I walked her out an hour later.

She didn't take much. Just the box, the lollipop, and a new kind of silence—peaceful this time.

Before she stepped outside, she turned and asked me, "Is he always like that?"

"Who? The janitor?"

She nodded.

I shrugged.

"I think he's just someone who decided to stop pretending."

She nodded slowly, then walked away.

No ceremony. No applause.

Just a quiet exit.

I found Everett later that evening in the stairwell, sitting two steps up with his mop laid across his lap like a relic.

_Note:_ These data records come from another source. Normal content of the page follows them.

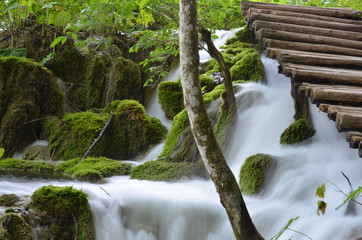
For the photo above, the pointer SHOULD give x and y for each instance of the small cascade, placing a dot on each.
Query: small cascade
(110, 85)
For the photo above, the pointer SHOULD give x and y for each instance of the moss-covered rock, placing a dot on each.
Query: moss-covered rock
(62, 213)
(171, 98)
(9, 200)
(130, 132)
(298, 131)
(162, 170)
(207, 83)
(27, 92)
(254, 172)
(94, 168)
(23, 166)
(248, 68)
(13, 227)
(37, 153)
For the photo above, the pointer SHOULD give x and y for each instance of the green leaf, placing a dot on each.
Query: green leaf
(11, 6)
(57, 40)
(2, 151)
(351, 196)
(18, 52)
(321, 190)
(284, 228)
(47, 58)
(322, 205)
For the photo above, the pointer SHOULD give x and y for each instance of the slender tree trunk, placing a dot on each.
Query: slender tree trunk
(229, 104)
(215, 163)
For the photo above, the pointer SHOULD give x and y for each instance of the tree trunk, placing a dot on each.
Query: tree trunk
(215, 163)
(229, 104)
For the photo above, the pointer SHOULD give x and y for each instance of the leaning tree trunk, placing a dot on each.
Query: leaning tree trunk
(229, 104)
(215, 163)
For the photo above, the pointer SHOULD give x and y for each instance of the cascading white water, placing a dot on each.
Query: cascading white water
(190, 209)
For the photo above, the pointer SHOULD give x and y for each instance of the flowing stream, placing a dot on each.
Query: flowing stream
(190, 209)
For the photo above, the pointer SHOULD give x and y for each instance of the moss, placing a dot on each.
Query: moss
(73, 136)
(207, 83)
(13, 227)
(248, 68)
(27, 92)
(162, 170)
(37, 153)
(253, 173)
(297, 132)
(171, 98)
(94, 168)
(62, 212)
(9, 200)
(180, 122)
(130, 132)
(26, 166)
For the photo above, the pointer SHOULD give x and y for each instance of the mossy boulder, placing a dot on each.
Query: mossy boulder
(9, 200)
(37, 153)
(249, 68)
(62, 213)
(298, 131)
(24, 166)
(94, 169)
(27, 93)
(253, 173)
(130, 132)
(14, 227)
(171, 98)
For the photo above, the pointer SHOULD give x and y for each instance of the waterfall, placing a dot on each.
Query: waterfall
(191, 209)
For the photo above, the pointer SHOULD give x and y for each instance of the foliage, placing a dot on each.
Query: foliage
(253, 173)
(58, 208)
(94, 168)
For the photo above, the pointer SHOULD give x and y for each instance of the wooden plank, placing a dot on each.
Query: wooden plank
(305, 22)
(307, 58)
(331, 12)
(306, 38)
(307, 30)
(302, 15)
(309, 47)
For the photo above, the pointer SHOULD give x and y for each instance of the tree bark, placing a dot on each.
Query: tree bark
(215, 163)
(229, 104)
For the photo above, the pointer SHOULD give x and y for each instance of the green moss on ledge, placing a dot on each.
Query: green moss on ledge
(298, 131)
(13, 227)
(253, 173)
(171, 98)
(162, 170)
(249, 68)
(11, 164)
(92, 169)
(63, 213)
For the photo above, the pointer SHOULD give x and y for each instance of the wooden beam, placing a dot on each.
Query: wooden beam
(309, 47)
(306, 38)
(316, 59)
(304, 22)
(307, 30)
(302, 15)
(331, 12)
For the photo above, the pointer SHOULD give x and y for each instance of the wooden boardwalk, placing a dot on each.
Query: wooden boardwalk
(320, 49)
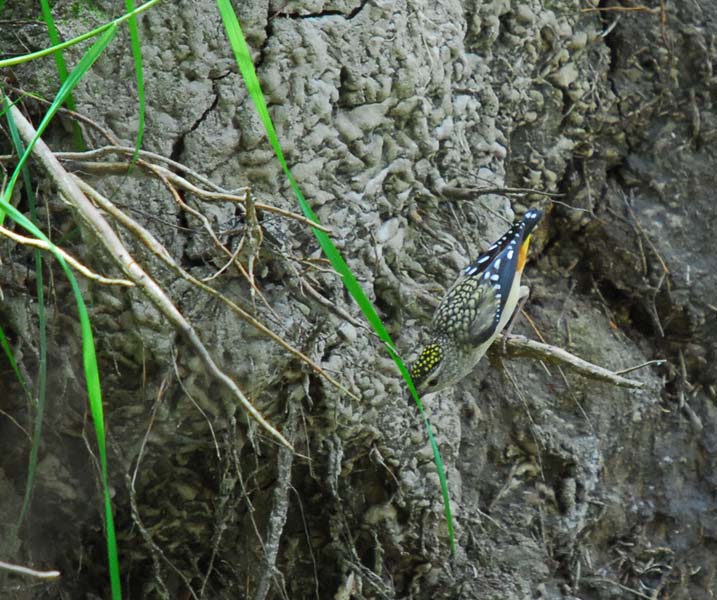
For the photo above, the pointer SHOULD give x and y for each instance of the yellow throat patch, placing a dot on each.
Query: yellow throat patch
(426, 362)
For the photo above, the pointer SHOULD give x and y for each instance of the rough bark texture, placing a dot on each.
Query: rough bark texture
(561, 487)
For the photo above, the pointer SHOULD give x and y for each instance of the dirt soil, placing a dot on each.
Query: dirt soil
(417, 131)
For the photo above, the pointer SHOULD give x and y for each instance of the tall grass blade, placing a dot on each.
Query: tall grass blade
(246, 66)
(88, 347)
(138, 74)
(42, 329)
(62, 71)
(16, 60)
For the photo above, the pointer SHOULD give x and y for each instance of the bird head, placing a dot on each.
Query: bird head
(433, 370)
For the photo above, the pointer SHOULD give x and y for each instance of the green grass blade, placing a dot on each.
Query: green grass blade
(88, 347)
(13, 363)
(42, 328)
(246, 66)
(16, 60)
(62, 71)
(139, 76)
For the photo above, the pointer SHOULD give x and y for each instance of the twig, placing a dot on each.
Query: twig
(116, 249)
(42, 245)
(279, 511)
(518, 345)
(144, 236)
(121, 168)
(464, 193)
(657, 363)
(27, 571)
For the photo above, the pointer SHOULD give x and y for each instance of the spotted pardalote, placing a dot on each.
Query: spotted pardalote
(475, 309)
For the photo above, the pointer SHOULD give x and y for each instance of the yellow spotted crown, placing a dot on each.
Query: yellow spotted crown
(425, 364)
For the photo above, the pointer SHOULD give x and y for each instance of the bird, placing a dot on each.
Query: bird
(475, 309)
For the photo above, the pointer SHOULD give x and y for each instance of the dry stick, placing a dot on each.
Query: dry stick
(107, 236)
(27, 571)
(120, 168)
(468, 193)
(519, 345)
(279, 511)
(35, 243)
(160, 251)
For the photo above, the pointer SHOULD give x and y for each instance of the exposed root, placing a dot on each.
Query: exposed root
(518, 345)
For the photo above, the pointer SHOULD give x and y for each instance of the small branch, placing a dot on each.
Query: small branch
(121, 168)
(30, 572)
(150, 242)
(279, 511)
(35, 243)
(117, 251)
(518, 345)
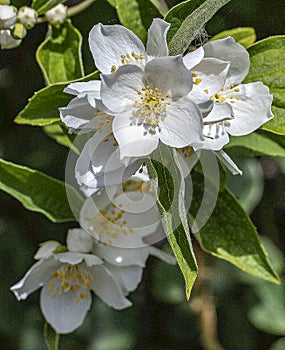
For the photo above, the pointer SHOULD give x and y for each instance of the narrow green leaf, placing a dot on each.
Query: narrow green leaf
(42, 108)
(59, 55)
(59, 132)
(39, 192)
(187, 19)
(129, 16)
(51, 337)
(42, 6)
(167, 184)
(245, 36)
(230, 235)
(259, 144)
(267, 65)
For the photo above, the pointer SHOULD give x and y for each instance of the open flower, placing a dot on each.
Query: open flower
(239, 109)
(113, 46)
(152, 104)
(67, 280)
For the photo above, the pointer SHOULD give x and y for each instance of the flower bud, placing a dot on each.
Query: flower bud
(8, 16)
(57, 14)
(79, 241)
(7, 41)
(27, 17)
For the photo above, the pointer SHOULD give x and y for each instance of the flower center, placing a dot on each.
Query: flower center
(70, 278)
(127, 59)
(150, 109)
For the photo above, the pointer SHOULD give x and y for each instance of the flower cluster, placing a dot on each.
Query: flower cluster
(192, 103)
(107, 260)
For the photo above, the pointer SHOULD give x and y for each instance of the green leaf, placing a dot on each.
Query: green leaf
(245, 36)
(230, 235)
(136, 15)
(39, 192)
(187, 19)
(51, 337)
(59, 132)
(167, 184)
(258, 144)
(59, 56)
(267, 65)
(42, 108)
(42, 6)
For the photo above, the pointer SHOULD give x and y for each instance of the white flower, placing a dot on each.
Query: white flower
(152, 104)
(239, 109)
(67, 280)
(113, 46)
(27, 16)
(8, 16)
(120, 218)
(57, 14)
(7, 41)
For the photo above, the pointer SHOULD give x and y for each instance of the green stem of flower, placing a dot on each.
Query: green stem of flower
(73, 10)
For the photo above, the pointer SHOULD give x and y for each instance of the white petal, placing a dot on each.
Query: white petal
(133, 140)
(77, 113)
(108, 42)
(252, 110)
(192, 58)
(106, 288)
(63, 313)
(182, 125)
(78, 240)
(46, 249)
(156, 40)
(122, 256)
(37, 275)
(228, 50)
(92, 86)
(212, 73)
(169, 75)
(228, 162)
(128, 277)
(119, 90)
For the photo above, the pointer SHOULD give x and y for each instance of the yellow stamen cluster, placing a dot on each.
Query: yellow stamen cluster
(109, 223)
(70, 278)
(150, 109)
(186, 152)
(127, 59)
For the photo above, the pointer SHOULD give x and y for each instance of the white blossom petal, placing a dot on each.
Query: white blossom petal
(36, 276)
(228, 50)
(212, 75)
(228, 162)
(169, 75)
(133, 140)
(182, 125)
(252, 110)
(192, 58)
(63, 313)
(106, 288)
(108, 42)
(156, 40)
(119, 90)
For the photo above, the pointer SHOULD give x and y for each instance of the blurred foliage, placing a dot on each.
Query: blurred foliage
(228, 309)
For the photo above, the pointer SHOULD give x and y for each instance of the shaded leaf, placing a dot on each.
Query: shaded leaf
(38, 191)
(245, 36)
(168, 185)
(267, 65)
(42, 108)
(187, 20)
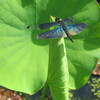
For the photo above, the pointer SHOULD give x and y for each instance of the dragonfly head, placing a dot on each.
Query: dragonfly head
(58, 19)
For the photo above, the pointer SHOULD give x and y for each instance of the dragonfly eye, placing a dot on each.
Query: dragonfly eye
(57, 19)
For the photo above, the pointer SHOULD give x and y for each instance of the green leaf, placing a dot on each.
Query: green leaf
(24, 59)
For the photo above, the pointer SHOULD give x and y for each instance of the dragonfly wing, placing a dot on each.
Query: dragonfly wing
(55, 33)
(47, 25)
(76, 28)
(68, 20)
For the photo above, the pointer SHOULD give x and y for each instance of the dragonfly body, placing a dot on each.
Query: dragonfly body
(63, 27)
(62, 30)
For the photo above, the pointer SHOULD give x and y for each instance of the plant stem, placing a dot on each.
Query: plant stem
(44, 91)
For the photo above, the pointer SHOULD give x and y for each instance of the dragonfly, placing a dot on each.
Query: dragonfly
(63, 29)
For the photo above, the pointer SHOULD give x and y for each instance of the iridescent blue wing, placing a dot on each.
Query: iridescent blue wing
(76, 28)
(47, 25)
(59, 32)
(55, 33)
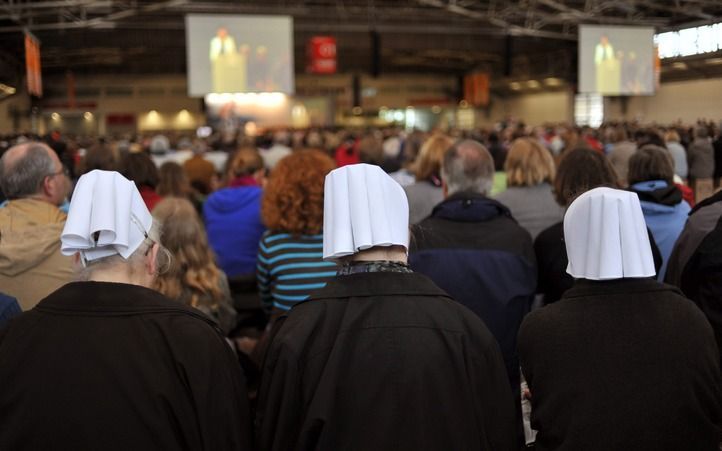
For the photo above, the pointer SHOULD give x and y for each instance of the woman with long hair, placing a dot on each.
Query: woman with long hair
(194, 278)
(290, 264)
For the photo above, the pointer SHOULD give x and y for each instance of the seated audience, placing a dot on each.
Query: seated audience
(425, 193)
(621, 362)
(31, 265)
(621, 152)
(676, 150)
(290, 264)
(700, 156)
(200, 171)
(529, 174)
(472, 248)
(380, 358)
(173, 182)
(693, 265)
(651, 175)
(139, 168)
(9, 309)
(107, 363)
(232, 216)
(193, 278)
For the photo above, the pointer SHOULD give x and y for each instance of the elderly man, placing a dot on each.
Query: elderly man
(31, 265)
(474, 250)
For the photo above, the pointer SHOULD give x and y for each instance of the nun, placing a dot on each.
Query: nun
(621, 362)
(380, 358)
(107, 363)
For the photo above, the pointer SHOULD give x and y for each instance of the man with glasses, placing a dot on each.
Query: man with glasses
(35, 183)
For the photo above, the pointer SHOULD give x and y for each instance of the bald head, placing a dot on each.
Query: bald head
(469, 167)
(24, 170)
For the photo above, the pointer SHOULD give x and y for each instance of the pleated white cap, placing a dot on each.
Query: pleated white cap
(606, 236)
(363, 208)
(106, 203)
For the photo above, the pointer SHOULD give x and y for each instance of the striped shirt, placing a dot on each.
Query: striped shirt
(290, 268)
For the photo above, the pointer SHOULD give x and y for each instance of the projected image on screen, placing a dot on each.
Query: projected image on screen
(616, 60)
(229, 54)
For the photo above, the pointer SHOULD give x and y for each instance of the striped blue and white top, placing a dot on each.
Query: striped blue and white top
(290, 268)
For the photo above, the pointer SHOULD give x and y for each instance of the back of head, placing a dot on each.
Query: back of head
(606, 236)
(579, 171)
(430, 158)
(139, 168)
(701, 132)
(23, 169)
(364, 208)
(651, 163)
(99, 156)
(172, 180)
(111, 230)
(193, 272)
(528, 163)
(293, 197)
(245, 162)
(468, 167)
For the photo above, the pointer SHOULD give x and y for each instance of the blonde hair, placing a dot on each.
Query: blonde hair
(528, 164)
(193, 276)
(671, 136)
(431, 156)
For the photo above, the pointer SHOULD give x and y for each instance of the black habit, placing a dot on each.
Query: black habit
(109, 366)
(384, 361)
(627, 364)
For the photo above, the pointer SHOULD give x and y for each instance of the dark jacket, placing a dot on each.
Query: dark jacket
(473, 249)
(383, 361)
(695, 265)
(119, 367)
(552, 260)
(700, 156)
(628, 364)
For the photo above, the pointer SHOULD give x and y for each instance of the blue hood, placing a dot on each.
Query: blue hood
(232, 199)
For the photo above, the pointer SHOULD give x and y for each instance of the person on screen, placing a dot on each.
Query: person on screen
(607, 67)
(603, 51)
(222, 44)
(228, 66)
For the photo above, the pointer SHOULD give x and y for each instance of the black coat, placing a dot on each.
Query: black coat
(108, 366)
(628, 364)
(383, 361)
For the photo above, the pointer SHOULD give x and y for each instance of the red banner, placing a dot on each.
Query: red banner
(321, 52)
(32, 65)
(476, 89)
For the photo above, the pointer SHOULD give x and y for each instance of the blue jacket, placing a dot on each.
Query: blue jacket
(474, 250)
(233, 223)
(665, 213)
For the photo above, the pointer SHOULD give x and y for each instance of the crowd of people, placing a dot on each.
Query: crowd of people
(364, 289)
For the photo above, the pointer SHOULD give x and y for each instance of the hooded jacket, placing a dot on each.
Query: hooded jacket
(474, 250)
(665, 213)
(31, 265)
(233, 223)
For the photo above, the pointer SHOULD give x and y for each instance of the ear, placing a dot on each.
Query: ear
(151, 260)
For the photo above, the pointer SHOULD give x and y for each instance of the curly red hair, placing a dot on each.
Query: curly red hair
(293, 196)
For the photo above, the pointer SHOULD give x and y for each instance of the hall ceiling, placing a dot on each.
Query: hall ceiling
(416, 36)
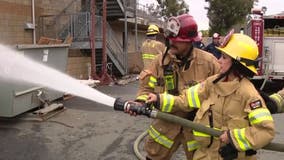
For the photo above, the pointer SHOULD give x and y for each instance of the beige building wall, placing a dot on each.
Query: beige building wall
(14, 14)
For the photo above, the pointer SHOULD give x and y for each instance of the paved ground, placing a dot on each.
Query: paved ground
(86, 131)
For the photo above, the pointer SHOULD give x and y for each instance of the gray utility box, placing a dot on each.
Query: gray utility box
(17, 97)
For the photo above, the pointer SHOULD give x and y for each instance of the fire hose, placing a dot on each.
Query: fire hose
(122, 105)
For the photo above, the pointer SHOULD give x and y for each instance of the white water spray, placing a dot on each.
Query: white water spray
(17, 67)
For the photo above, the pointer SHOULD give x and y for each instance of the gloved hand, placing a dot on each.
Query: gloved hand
(270, 102)
(133, 104)
(154, 100)
(228, 152)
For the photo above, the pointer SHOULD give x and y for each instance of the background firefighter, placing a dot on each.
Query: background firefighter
(179, 67)
(229, 102)
(151, 47)
(212, 47)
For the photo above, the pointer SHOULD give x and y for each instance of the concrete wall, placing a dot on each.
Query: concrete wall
(14, 14)
(78, 64)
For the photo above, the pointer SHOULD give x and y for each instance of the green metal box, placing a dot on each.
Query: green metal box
(18, 97)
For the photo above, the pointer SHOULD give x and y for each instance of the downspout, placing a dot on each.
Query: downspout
(33, 21)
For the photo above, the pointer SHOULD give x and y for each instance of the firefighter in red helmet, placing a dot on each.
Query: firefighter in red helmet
(179, 67)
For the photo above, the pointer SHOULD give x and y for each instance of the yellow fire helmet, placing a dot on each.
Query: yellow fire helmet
(241, 48)
(152, 29)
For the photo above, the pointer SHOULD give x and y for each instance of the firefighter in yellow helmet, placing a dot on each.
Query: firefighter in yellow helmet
(179, 67)
(151, 47)
(229, 102)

He was looking out the narrow window—watching the sky shift from day to night, like it was a patient trying to decide whether to live or let go.

"Ever think about leaving?" I asked him.

He didn't look over.

"Every day," he said.

"But you stay?"

"Yeah."

"Why?"

He turned finally.

"Because someone's gotta mop the places no one else will go."

I sat down beside him.

"You really think what you do matters?"

He smiled.

"Every person who falls, burns out, or breaks down leaves something behind."

He paused.

"I'm not here to fix them. I'm here to clean the part they were forced to leave messy."

I didn't respond right away.

But I thought about Miller.

About the towel he left in Kinley's hallway.

About the way he said nothing, but meant everything.

I think some people are assigned to save lives.

Others are placed here to witness them.

And some…

some are meant to mop up what others try to forget.